A few weeks ago, I heard a story at church about a spilled cup of coffee. It reminded me of a spilled coffee instance in my own life, probably about four years ago. As I remember this story, I am reminded of the way God loves me, takes care of me, and provides the strength I need to keep going, even when my cup of coffee spills in the parking lot.
Tim was out of town one weekend in October about four years ago. Lauren was 2 years old, toddling around the house despite having her right arm in a cast. That Sunday morning I was quite proud of myself -- I had all three kids ready to go to church (on time) and was even wearing a pair of cute heels with my dress. As I gathered the last of our bags to walk out the door, Lauren started down the steps. Somehow she missed the last step or two, and I couldn't get there fast enough to catch her.
I could tell immediately that she had injured her left arm. (It's hard to catch yourself when you fall down stairs, especially if you're out of balance because of a full arm cast.) I called friends that lived a few blocks away and asked if they'd take Brennan and Addison to church with them while I took Lauren to the Emergency Room on the other side of town. A few hours later, I saw the x-rays showing just how badly Lauren's left arm was broken.
Unfortunately, Lauren's broken arm wasn't an easy fix. She needed surgery to push the bones back into alignment prior to getting a cast. The broken bones weren't a big problem and even the surgery wasn't a big deal. Anesthesia was. At that time, her heart and lung problems meant that she needed special anesthesia precautions and observation afterwards. We drove back home to pack our overnight bags and then headed off to Philadelphia (three hours away). We trusted the cardiac anesthesia team at CHoP and the Cardiac ICU team that would be watching over her after the surgery.
It must've been late Sunday evening when Lauren and I finally settled into a hospital room on the cardiac floor, and she had surgery the next morning. The orthopedic surgeon straightened the bones in her left arm and put on a bright pink cast. Thankfully, he felt that the other arm was healed sufficiently to remove the cast. She did wear a brace to protect it for a few more weeks.
Because of her unstable heart condition, she required a precautionary overnight stay in the ICU following any procedure. The ICU was particularly crowded at that time, and the only bed they could find was in one of the "pods" -- a large room set up with four beds, normally only used for the tiniest babies.
Bright and early the next morning, Lauren's cardiologist called to get the discharge papers finalized. They needed her ICU bed for other patients and she was discharged before 8 am. (That's nothing less than a hospital miracle in itself.)
We headed home. In the previous few days, I had spent hours in the Emergency Room in Washington DC, driven to Philadelphia, spent one night trying to rest on the couch in Lauren's hospital room while she refused to get into the crib, wheeled her into surgery, spent another night napping on a couch in the family lounge (no room beside her bed in the ICU), and then getting in the car to drive three hours home.

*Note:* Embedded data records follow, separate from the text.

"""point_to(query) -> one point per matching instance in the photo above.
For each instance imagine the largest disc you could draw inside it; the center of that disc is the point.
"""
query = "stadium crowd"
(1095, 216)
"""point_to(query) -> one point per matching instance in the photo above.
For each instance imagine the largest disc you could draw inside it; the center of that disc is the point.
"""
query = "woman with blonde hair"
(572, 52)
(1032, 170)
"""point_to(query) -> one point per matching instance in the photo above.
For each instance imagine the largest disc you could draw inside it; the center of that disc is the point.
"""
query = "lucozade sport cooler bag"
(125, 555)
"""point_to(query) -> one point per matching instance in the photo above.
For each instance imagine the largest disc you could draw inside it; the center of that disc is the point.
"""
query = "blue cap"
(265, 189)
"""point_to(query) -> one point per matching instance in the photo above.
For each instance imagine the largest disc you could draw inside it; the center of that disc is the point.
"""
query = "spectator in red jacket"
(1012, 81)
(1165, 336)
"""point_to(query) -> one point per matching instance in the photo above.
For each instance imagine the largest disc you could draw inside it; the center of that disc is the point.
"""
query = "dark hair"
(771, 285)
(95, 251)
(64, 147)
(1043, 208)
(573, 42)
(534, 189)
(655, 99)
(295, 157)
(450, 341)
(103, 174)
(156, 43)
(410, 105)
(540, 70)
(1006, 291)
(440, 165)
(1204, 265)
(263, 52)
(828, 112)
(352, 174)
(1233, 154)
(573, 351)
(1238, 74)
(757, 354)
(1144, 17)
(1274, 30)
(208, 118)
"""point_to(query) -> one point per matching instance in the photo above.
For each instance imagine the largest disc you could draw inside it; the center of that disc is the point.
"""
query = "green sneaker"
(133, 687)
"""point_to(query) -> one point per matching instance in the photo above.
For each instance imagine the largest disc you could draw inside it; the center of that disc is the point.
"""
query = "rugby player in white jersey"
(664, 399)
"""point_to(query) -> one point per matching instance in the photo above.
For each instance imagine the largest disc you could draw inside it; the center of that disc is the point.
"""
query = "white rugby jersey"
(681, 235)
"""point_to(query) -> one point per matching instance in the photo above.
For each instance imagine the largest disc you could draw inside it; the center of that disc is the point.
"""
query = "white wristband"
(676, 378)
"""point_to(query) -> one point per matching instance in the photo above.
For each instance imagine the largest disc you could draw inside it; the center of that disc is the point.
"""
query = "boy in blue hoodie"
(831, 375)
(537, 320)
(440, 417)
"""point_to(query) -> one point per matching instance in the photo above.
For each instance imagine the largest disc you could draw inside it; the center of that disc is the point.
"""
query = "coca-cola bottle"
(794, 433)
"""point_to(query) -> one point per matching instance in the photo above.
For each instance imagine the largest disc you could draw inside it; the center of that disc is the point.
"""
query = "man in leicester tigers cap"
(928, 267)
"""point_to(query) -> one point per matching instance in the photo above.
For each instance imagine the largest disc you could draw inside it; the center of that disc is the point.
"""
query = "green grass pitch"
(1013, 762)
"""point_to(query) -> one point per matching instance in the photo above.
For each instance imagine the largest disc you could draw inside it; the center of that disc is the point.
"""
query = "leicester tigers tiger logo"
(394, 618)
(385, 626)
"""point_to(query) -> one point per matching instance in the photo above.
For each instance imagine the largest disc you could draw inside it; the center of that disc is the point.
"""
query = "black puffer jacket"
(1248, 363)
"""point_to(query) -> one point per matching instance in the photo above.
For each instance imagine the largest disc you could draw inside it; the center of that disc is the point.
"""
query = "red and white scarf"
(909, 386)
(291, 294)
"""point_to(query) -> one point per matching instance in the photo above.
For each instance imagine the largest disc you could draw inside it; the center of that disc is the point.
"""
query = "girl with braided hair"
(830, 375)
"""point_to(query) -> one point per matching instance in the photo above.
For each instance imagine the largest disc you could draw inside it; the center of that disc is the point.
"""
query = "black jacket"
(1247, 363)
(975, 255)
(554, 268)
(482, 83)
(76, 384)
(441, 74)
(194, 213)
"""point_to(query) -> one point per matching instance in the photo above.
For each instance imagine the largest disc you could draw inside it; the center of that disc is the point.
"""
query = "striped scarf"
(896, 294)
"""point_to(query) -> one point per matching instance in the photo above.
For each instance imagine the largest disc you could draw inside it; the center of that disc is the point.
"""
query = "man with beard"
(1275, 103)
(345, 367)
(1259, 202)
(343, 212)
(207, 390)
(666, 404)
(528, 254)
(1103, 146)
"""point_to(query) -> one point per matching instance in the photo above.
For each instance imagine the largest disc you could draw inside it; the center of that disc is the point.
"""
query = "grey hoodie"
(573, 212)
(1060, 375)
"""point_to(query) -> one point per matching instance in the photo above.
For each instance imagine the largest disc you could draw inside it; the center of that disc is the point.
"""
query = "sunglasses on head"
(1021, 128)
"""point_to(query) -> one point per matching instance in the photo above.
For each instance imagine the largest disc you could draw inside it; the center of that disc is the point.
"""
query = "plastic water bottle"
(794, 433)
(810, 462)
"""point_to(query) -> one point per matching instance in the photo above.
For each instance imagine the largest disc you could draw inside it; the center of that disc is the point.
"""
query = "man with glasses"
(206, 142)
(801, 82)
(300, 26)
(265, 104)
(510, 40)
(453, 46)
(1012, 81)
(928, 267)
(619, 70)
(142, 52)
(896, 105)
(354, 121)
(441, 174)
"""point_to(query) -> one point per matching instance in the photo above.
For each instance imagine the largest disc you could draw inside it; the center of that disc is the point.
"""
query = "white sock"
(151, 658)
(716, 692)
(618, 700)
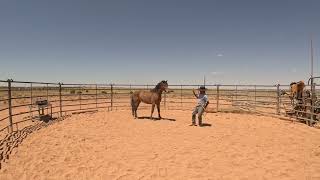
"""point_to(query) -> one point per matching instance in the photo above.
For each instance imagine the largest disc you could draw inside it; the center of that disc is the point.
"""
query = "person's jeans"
(197, 110)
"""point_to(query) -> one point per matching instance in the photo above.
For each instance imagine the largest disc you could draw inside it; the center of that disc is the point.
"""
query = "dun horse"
(149, 97)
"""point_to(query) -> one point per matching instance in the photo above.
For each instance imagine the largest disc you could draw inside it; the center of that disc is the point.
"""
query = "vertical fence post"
(48, 97)
(236, 95)
(60, 98)
(181, 96)
(10, 106)
(111, 101)
(31, 94)
(255, 97)
(165, 100)
(278, 99)
(218, 94)
(313, 97)
(96, 96)
(80, 92)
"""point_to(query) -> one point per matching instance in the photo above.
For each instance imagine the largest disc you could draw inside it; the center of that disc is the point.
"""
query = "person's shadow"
(148, 117)
(206, 125)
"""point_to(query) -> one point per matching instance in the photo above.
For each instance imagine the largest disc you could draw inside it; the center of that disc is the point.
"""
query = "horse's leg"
(158, 107)
(136, 108)
(152, 109)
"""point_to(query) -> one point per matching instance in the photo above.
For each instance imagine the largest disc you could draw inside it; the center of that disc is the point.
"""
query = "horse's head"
(163, 86)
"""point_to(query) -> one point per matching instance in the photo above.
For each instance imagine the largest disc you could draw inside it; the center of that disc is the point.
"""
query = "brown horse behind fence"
(152, 96)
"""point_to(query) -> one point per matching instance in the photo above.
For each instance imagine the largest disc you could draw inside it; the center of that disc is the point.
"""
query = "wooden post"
(60, 98)
(218, 94)
(278, 99)
(10, 106)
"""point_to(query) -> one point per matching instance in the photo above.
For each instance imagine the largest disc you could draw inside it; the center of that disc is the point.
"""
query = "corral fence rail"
(17, 99)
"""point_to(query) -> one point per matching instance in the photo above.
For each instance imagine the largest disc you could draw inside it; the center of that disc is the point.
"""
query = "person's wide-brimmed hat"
(202, 88)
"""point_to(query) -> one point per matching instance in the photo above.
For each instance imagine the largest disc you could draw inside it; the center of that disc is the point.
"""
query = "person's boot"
(200, 121)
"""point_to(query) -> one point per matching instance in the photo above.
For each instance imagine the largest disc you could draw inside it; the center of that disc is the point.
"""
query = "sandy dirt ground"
(114, 146)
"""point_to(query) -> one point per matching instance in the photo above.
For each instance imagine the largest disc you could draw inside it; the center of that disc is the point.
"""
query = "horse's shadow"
(148, 117)
(206, 125)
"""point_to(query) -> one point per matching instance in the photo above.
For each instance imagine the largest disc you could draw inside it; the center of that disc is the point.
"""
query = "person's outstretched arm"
(194, 93)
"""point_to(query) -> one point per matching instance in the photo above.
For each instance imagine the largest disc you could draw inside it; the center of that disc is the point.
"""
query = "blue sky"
(124, 41)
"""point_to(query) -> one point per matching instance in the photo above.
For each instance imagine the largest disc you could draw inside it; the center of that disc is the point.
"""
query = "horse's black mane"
(155, 89)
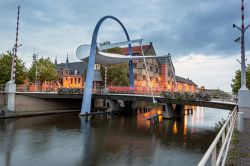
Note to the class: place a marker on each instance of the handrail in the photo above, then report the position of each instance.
(2, 87)
(211, 153)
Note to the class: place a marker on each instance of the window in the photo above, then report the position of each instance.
(135, 76)
(151, 68)
(156, 70)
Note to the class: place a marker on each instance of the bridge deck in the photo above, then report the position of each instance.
(134, 97)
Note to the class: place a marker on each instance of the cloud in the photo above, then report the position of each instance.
(209, 71)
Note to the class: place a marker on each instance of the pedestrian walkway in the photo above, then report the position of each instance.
(240, 147)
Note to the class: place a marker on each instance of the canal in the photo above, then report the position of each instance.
(66, 139)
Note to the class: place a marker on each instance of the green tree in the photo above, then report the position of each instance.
(46, 71)
(5, 69)
(117, 75)
(236, 81)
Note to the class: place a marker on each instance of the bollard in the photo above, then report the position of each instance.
(152, 122)
(240, 122)
(86, 117)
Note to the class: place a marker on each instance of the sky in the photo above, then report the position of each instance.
(197, 33)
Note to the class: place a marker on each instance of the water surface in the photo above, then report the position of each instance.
(66, 139)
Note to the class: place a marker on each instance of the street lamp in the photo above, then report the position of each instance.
(243, 93)
(35, 58)
(241, 39)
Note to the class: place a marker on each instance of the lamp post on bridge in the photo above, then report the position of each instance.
(243, 93)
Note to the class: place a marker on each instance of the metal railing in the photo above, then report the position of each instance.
(218, 150)
(2, 88)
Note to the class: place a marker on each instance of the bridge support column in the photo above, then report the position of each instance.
(243, 101)
(10, 89)
(112, 105)
(168, 111)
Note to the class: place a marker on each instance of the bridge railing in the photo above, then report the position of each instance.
(2, 88)
(36, 88)
(218, 150)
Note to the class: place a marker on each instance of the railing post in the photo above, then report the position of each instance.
(240, 120)
(223, 137)
(213, 157)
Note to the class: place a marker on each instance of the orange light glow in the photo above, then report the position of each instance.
(175, 130)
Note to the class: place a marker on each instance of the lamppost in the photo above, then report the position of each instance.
(243, 93)
(35, 57)
(242, 29)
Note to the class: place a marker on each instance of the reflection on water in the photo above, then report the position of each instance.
(121, 140)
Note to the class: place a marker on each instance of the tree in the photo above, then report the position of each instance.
(236, 81)
(5, 69)
(117, 75)
(46, 71)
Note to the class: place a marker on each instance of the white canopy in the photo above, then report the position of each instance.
(83, 51)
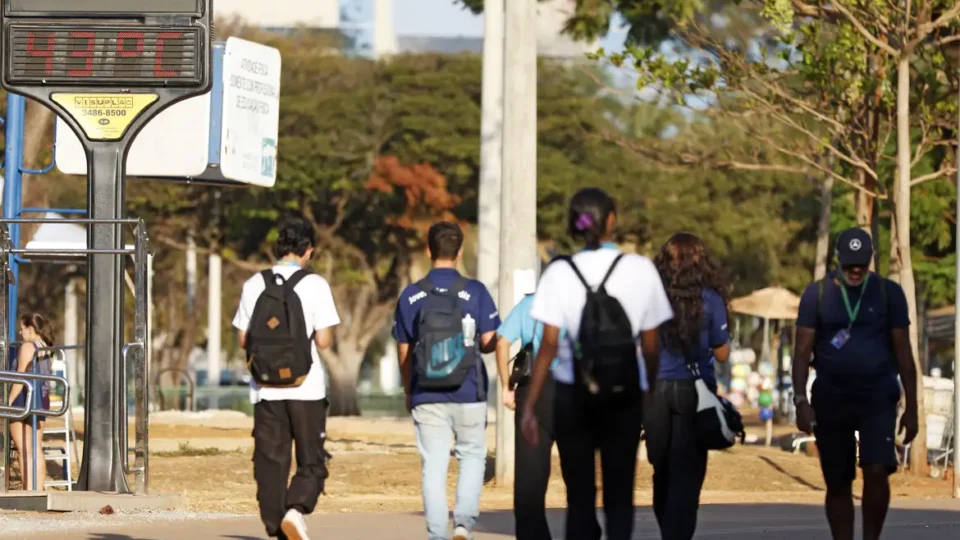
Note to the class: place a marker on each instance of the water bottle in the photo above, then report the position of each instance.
(469, 330)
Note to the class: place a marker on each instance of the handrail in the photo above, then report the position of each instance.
(65, 404)
(49, 378)
(7, 377)
(140, 416)
(73, 221)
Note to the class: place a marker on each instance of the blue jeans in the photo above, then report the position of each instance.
(437, 424)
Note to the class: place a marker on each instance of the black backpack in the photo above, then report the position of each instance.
(605, 355)
(278, 347)
(441, 359)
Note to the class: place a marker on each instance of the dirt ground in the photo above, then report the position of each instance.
(376, 469)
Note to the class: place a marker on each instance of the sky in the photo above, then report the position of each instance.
(442, 18)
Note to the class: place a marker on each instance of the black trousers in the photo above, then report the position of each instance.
(532, 467)
(583, 427)
(679, 463)
(276, 425)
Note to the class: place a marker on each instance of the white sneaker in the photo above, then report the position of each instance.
(461, 533)
(294, 526)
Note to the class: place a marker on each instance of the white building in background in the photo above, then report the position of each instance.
(384, 41)
(282, 13)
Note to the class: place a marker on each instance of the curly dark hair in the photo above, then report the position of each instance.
(686, 270)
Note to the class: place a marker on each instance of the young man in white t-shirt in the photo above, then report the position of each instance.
(584, 424)
(285, 415)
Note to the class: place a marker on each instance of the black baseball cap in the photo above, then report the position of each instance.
(854, 248)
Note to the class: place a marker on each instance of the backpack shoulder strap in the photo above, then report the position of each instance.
(459, 285)
(821, 288)
(569, 260)
(296, 278)
(886, 306)
(269, 278)
(425, 285)
(610, 271)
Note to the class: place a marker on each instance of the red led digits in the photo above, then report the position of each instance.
(83, 53)
(47, 53)
(122, 44)
(158, 70)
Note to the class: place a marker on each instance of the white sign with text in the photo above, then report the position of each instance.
(251, 112)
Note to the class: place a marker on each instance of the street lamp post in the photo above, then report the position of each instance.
(953, 54)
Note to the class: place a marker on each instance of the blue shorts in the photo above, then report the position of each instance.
(839, 419)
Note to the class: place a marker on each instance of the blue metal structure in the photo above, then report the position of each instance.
(13, 193)
(14, 127)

I stopped about halfway through Maryland. I unloaded Lauren (with one arm in a splint and the other in a cast) and carried her into the rest area to get a cup of coffee from Starbucks. I held my warm cup of caffeine and led Lauren back to the car, confident that we could make it home safely. While I was trying to fasten her in the car, though, a gust of wind blew over my skinny vanilla soy latte. I cried. I was tired, and I hadn't even taken the first sip yet.
I didn't go back into Starbucks to get another drink. I just couldn't bring myself to unbuckle Lauren and go back inside. I continued the rest of the way home to Virginia relying on God to give me the strength I needed.
I remember that weekend and many other times in Lauren's young life when God provided strength, encouragement, and most of all hope.
Somehow as the years have passed, I've forgotten those lessons. Sometimes I think I need to rely on my own strength to juggle doctors' appointments, homeschool curriculum choices, meal planning, and cleaning the bathrooms.
God is the same yesterday, today, and tomorrow. The God that provided the strength that I needed for a long drive without my cup of coffee is the same God that will gives me strength to get up tomorrow morning and teach my children.
One of these days I will remember better. I will remember that God always provides and that I never have to rely on my own strength.